Conan Doyle is just as important as the likes of Charles Dickens and Jane Austen
(PRWEB) May 22, 2011
‘The Norwood Author’ fought off strong competition to lift the coveted Tony & Freda Howlett Literary Award 2011 from the Sherlock Holmes Society of London - the UK’s top Holmes book award. The book covers the years of Sir Arthur Conan Doyle’s life between 1891-1894 when he lived in Norwood in London and wrote many of his most important Sherlock Holmes works, including the first two series of short stories. It is the third book from leading Holmes historian Alistair Duncan (37) who himself is a resident of South London. The award was presented at the Society’s AGM in London on Thursday 19th May.
Duncan was prompted to write about this period in Conan Doyle’s life as there had been little written about his time there. Being a local resident helped Duncan with the determination and passion needed to tackle such a challenging book project. With many new sources and completely new material Duncan confirms that this was his most difficult book yet.

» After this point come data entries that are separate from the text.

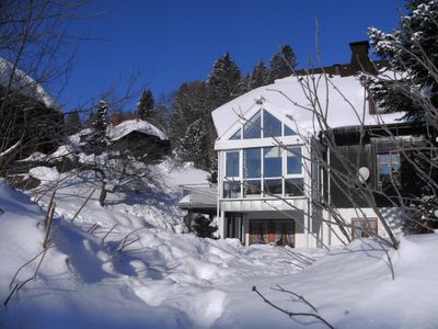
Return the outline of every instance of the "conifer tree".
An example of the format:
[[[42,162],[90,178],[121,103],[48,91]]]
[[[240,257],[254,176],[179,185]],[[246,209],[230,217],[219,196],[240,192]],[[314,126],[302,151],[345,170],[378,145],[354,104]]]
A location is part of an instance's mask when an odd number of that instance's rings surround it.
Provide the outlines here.
[[[186,129],[181,140],[182,151],[185,160],[194,161],[197,168],[208,169],[208,132],[203,118],[193,122]]]
[[[214,110],[239,95],[241,72],[229,53],[216,60],[208,78],[209,103]]]
[[[433,69],[438,67],[438,2],[410,0],[407,15],[399,30],[383,33],[369,29],[370,44],[376,53],[390,63],[399,79],[370,78],[369,90],[380,109],[388,112],[407,111],[405,118],[423,121],[425,106],[413,97],[427,97],[438,107],[438,79]],[[403,78],[402,78],[403,77]]]
[[[148,88],[141,94],[140,102],[137,105],[137,115],[139,118],[150,121],[155,109],[155,101],[152,91]]]
[[[71,111],[66,117],[66,134],[73,135],[82,129],[81,118],[79,111]]]
[[[276,79],[289,77],[293,72],[297,64],[293,49],[289,45],[284,45],[281,50],[274,54],[270,59],[269,83],[274,82]]]
[[[107,111],[108,105],[104,100],[101,100],[95,113],[95,121],[92,124],[92,135],[90,141],[93,145],[103,147],[108,144],[108,138],[106,135],[106,131],[108,128]]]
[[[192,228],[195,234],[200,238],[212,238],[212,234],[218,230],[214,225],[212,219],[204,215],[198,215],[193,219]]]
[[[255,89],[269,83],[269,71],[263,59],[254,67],[251,73],[251,89]]]
[[[404,120],[420,122],[428,128],[424,141],[430,151],[401,152],[404,177],[400,192],[410,196],[410,219],[404,228],[410,232],[430,232],[438,227],[438,1],[408,0],[406,9],[394,32],[369,29],[370,44],[389,61],[391,73],[366,78],[379,109],[404,111]]]

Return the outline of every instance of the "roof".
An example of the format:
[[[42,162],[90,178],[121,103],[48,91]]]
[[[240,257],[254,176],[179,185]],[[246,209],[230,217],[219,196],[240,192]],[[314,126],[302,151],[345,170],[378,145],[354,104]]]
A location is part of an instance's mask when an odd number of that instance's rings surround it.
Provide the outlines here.
[[[178,205],[183,209],[189,208],[216,208],[218,203],[217,185],[185,185],[188,194],[180,200]]]
[[[20,94],[43,102],[47,107],[60,110],[57,102],[39,83],[19,68],[15,67],[14,69],[9,60],[0,57],[0,84],[7,87],[10,83],[11,77],[13,90],[18,91]]]
[[[315,86],[312,89],[304,86]],[[311,102],[318,95],[320,111],[315,111]],[[403,113],[369,114],[365,88],[358,77],[339,77],[312,75],[288,77],[276,80],[273,84],[254,89],[216,109],[211,115],[219,138],[223,136],[239,120],[254,106],[267,102],[293,121],[298,134],[321,131],[316,117],[326,117],[332,128],[343,126],[379,125],[396,123]],[[258,104],[257,104],[258,103]],[[326,115],[325,115],[326,111]],[[249,117],[245,117],[249,118]]]
[[[161,140],[168,140],[168,136],[155,126],[142,120],[127,120],[119,125],[112,127],[110,131],[110,138],[112,140],[118,140],[122,137],[132,133],[139,132],[147,135],[159,137]]]

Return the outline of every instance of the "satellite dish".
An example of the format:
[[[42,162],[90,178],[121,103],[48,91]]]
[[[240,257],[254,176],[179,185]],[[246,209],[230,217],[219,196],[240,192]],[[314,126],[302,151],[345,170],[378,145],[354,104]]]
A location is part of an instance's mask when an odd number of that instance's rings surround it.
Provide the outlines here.
[[[369,179],[369,169],[367,167],[359,168],[359,181],[364,184]]]

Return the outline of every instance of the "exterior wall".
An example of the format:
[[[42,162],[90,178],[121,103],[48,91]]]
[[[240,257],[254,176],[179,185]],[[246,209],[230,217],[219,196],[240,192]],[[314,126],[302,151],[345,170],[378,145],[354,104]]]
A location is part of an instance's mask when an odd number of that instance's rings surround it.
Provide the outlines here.
[[[347,220],[348,224],[351,224],[351,219],[355,218],[364,218],[365,216],[367,218],[377,218],[378,219],[378,234],[379,236],[383,238],[389,238],[382,224],[379,222],[379,218],[376,214],[376,212],[372,208],[337,208],[337,212],[342,218]],[[403,212],[400,208],[396,207],[384,207],[384,208],[379,208],[379,212],[383,216],[383,218],[387,220],[389,224],[391,230],[394,234],[401,232],[401,223],[402,223],[402,216]],[[332,220],[332,217],[330,214],[324,211],[323,212],[323,218],[325,220]],[[327,241],[327,246],[342,246],[343,242],[341,239],[344,239],[343,234],[341,232],[341,229],[336,225],[332,225],[331,228],[328,226],[326,227],[326,231],[323,232],[324,240]],[[349,229],[351,232],[351,229]],[[341,237],[341,239],[339,239]]]

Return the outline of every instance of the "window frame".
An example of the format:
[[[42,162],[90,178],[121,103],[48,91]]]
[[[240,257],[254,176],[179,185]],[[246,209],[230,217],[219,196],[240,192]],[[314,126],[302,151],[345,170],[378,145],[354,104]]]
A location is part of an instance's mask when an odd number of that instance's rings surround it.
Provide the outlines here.
[[[227,175],[227,155],[228,154],[239,154],[239,167],[238,172],[239,175]],[[226,183],[238,183],[240,185],[240,190],[238,192],[238,197],[224,197],[224,184]],[[223,151],[223,178],[221,184],[221,196],[223,200],[239,200],[242,198],[242,150],[241,149],[232,149]]]
[[[240,124],[239,124],[239,129],[237,129],[237,131],[228,138],[228,140],[251,140],[251,139],[261,139],[261,138],[273,138],[272,135],[265,136],[265,135],[266,135],[266,134],[265,134],[265,111],[266,111],[269,115],[272,115],[274,118],[276,118],[276,120],[278,120],[278,121],[280,122],[280,125],[281,125],[281,126],[280,126],[281,134],[280,134],[280,136],[274,136],[274,137],[290,137],[290,136],[297,136],[297,133],[296,133],[289,125],[287,125],[281,118],[279,118],[279,117],[277,117],[276,115],[274,115],[272,111],[269,111],[269,110],[267,110],[267,109],[265,109],[265,107],[262,107],[262,109],[260,109],[257,112],[255,112],[255,113],[254,113],[249,120],[246,120],[244,123],[240,123]],[[260,128],[261,128],[261,134],[260,134],[260,137],[245,138],[245,137],[244,137],[244,135],[245,135],[244,126],[245,126],[245,124],[249,123],[255,115],[257,115],[257,113],[260,113],[260,120],[261,120],[261,126],[260,126]],[[291,134],[291,135],[286,135],[286,134],[285,134],[286,128],[289,128],[289,129],[292,132],[292,134]],[[239,134],[239,132],[240,132],[240,138],[237,138],[235,135]]]
[[[384,156],[390,156],[391,160],[382,161],[381,158]],[[393,161],[394,156],[396,157],[396,161]],[[387,175],[387,174],[382,174],[380,169],[382,167],[390,167],[389,178],[390,178],[390,182],[393,182],[393,174],[394,174],[393,169],[395,168],[394,163],[396,164],[396,171],[400,173],[400,170],[401,170],[401,154],[400,152],[389,151],[389,152],[376,155],[377,185],[380,191],[384,190],[383,177]],[[391,189],[391,188],[394,188],[392,183],[390,186],[387,186],[387,190]]]
[[[281,175],[278,177],[266,177],[265,175],[265,149],[268,148],[279,148],[280,157],[281,157]],[[226,172],[222,177],[222,186],[221,186],[221,193],[222,193],[222,198],[223,200],[252,200],[252,198],[275,198],[275,197],[287,197],[287,198],[299,198],[306,196],[306,179],[304,179],[304,161],[303,161],[303,145],[297,144],[297,145],[290,145],[286,148],[283,148],[280,146],[268,146],[268,147],[247,147],[247,148],[242,148],[242,149],[233,149],[233,150],[227,150],[223,151],[223,168],[226,170],[227,168],[227,154],[229,152],[239,152],[239,177],[227,177]],[[300,157],[300,164],[301,164],[301,172],[300,173],[288,173],[287,172],[287,155],[290,148],[299,148],[301,152]],[[244,161],[245,161],[245,150],[249,149],[256,149],[260,151],[260,168],[261,168],[261,174],[260,177],[254,177],[254,178],[245,178],[244,175]],[[286,193],[286,181],[287,180],[296,180],[300,179],[302,180],[302,193],[299,195],[288,195]],[[268,181],[274,181],[274,180],[281,180],[281,193],[267,193],[267,189],[265,186],[265,183]],[[255,182],[260,181],[260,191],[261,193],[255,193],[255,194],[246,194],[245,192],[245,182]],[[240,192],[238,197],[227,197],[224,198],[223,191],[224,191],[224,183],[226,182],[239,182],[241,184],[240,186]]]

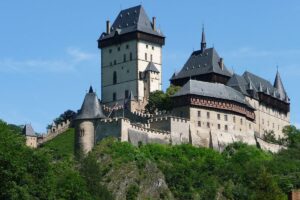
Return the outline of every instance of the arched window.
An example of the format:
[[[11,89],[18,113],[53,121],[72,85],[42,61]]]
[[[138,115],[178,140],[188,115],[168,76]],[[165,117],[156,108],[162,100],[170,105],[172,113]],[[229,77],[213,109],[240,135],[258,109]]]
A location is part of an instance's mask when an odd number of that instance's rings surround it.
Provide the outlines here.
[[[113,84],[117,84],[117,72],[114,71],[114,74],[113,74]]]

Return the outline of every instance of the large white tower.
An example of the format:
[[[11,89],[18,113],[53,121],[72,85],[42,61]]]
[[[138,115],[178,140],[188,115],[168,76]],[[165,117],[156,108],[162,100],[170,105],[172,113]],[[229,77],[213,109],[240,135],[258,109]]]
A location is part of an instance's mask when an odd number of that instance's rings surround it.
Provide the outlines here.
[[[98,40],[103,104],[121,105],[132,92],[140,105],[136,109],[142,109],[149,92],[161,90],[165,36],[155,20],[150,21],[139,5],[122,10],[112,26],[107,21],[106,32]]]

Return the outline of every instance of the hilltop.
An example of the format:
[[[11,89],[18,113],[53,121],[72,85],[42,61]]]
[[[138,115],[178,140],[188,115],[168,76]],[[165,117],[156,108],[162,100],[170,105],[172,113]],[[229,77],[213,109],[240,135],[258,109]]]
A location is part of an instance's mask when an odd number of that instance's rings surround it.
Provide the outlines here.
[[[300,134],[279,154],[234,143],[223,153],[189,144],[135,147],[106,138],[83,159],[74,131],[30,149],[0,124],[1,199],[287,199],[300,187]]]

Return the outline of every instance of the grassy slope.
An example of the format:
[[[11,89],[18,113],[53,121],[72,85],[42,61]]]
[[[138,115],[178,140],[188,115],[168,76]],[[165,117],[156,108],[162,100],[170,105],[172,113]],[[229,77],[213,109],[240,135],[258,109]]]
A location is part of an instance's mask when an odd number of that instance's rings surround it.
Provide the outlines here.
[[[74,154],[74,134],[74,129],[70,128],[43,144],[42,148],[49,149],[57,159],[72,156]]]

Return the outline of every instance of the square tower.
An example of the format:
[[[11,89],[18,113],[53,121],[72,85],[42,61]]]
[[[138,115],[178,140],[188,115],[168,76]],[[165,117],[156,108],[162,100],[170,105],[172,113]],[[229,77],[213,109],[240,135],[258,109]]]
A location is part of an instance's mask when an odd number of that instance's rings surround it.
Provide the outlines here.
[[[150,21],[141,5],[121,10],[111,27],[107,21],[106,32],[98,40],[103,104],[122,105],[132,94],[142,110],[153,88],[161,90],[164,43],[155,17]],[[149,65],[156,68],[155,81],[147,76]]]

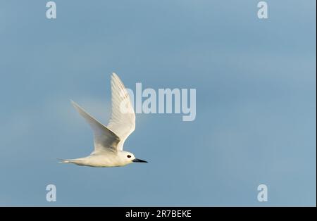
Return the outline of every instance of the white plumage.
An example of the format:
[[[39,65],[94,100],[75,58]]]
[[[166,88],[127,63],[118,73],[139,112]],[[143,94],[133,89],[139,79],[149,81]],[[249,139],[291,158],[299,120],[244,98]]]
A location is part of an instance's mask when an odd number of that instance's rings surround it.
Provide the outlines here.
[[[132,162],[147,163],[136,158],[133,153],[123,151],[125,139],[135,129],[135,114],[129,94],[117,75],[113,73],[111,75],[112,111],[106,127],[78,104],[71,102],[94,132],[94,150],[87,157],[62,160],[61,163],[92,167],[115,167]]]

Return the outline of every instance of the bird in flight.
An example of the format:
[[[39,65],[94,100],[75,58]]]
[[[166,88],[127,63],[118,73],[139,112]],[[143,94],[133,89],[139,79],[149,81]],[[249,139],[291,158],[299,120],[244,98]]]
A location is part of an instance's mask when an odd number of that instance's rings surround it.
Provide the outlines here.
[[[135,114],[129,94],[117,75],[111,75],[112,112],[106,127],[78,104],[71,102],[94,132],[94,150],[88,156],[61,160],[61,163],[98,168],[124,166],[133,162],[147,163],[123,151],[125,139],[135,129]]]

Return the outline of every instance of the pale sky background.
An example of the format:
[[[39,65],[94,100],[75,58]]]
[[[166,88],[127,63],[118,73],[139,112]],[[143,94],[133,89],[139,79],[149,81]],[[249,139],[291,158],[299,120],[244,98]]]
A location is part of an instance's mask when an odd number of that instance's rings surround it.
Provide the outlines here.
[[[316,206],[316,1],[0,1],[1,206]],[[110,75],[196,88],[197,118],[137,115],[124,168],[92,150]],[[46,186],[57,201],[46,201]],[[268,202],[256,199],[268,187]]]

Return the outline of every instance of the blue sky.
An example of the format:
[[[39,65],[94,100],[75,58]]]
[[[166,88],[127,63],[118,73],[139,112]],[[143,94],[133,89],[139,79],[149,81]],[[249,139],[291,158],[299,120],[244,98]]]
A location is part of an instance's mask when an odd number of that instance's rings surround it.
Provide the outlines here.
[[[316,206],[316,1],[0,1],[1,206]],[[196,120],[137,114],[148,164],[58,164],[92,150],[69,101],[106,123],[112,72],[196,88]]]

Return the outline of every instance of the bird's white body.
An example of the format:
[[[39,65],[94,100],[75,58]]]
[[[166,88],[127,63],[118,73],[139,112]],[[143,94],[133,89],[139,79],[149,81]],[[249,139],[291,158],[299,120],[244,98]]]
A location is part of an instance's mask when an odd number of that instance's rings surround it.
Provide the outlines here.
[[[61,163],[98,168],[124,166],[132,162],[147,163],[123,151],[125,139],[135,128],[135,114],[129,94],[115,73],[111,76],[111,100],[112,113],[107,127],[72,101],[94,131],[94,150],[88,156],[62,160]]]
[[[120,167],[132,163],[131,160],[125,160],[125,156],[121,156],[123,153],[121,153],[120,154],[118,153],[107,152],[104,154],[89,155],[88,156],[77,159],[64,160],[63,163],[73,163],[78,165],[85,165],[95,168]]]

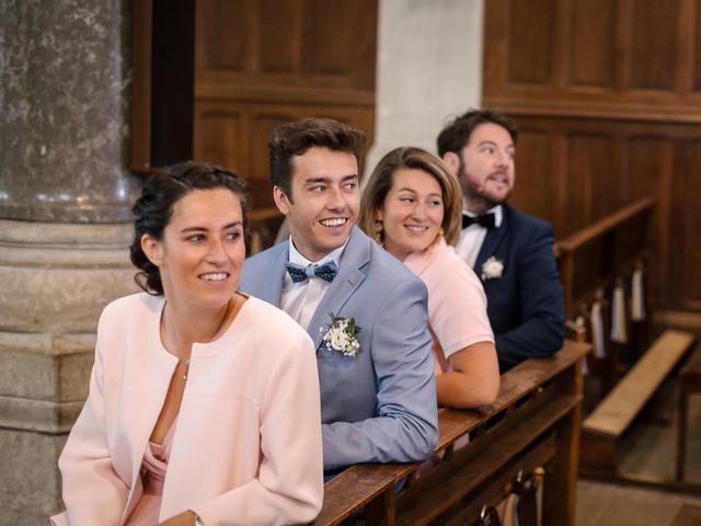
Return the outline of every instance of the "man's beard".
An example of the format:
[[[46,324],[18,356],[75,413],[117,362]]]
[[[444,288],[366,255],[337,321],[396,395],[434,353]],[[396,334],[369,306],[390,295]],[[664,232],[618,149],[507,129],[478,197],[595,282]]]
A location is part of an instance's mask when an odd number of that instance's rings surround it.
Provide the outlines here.
[[[496,205],[503,205],[508,201],[512,195],[512,190],[504,195],[502,198],[495,198],[489,195],[486,192],[481,190],[478,184],[472,183],[470,178],[468,176],[468,172],[466,170],[464,161],[460,159],[460,176],[458,181],[460,182],[460,187],[462,188],[462,194],[467,197],[467,199],[478,210],[471,210],[476,213],[482,213],[489,210],[490,208],[494,208]]]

“Conan Doyle was a man who always got involved in his local community regardless of what he was doing on the national stage. All the biographies that I had read failed to contain much, if anything, about his local activities when it came to the Norwood years. I couldn’t believe that there was nothing to discover and took it upon myself to go digging.”
Duncan’s acknowledgements of research help is a who’s who of Sherlockian societies and research units around the world. However, he singles out Christine Corner and Chris Bennett from the Croydon Library’s Local Studies unit for their help with the local archives as being instrumental in helping find dozens of new gems of information about Conan Doyle.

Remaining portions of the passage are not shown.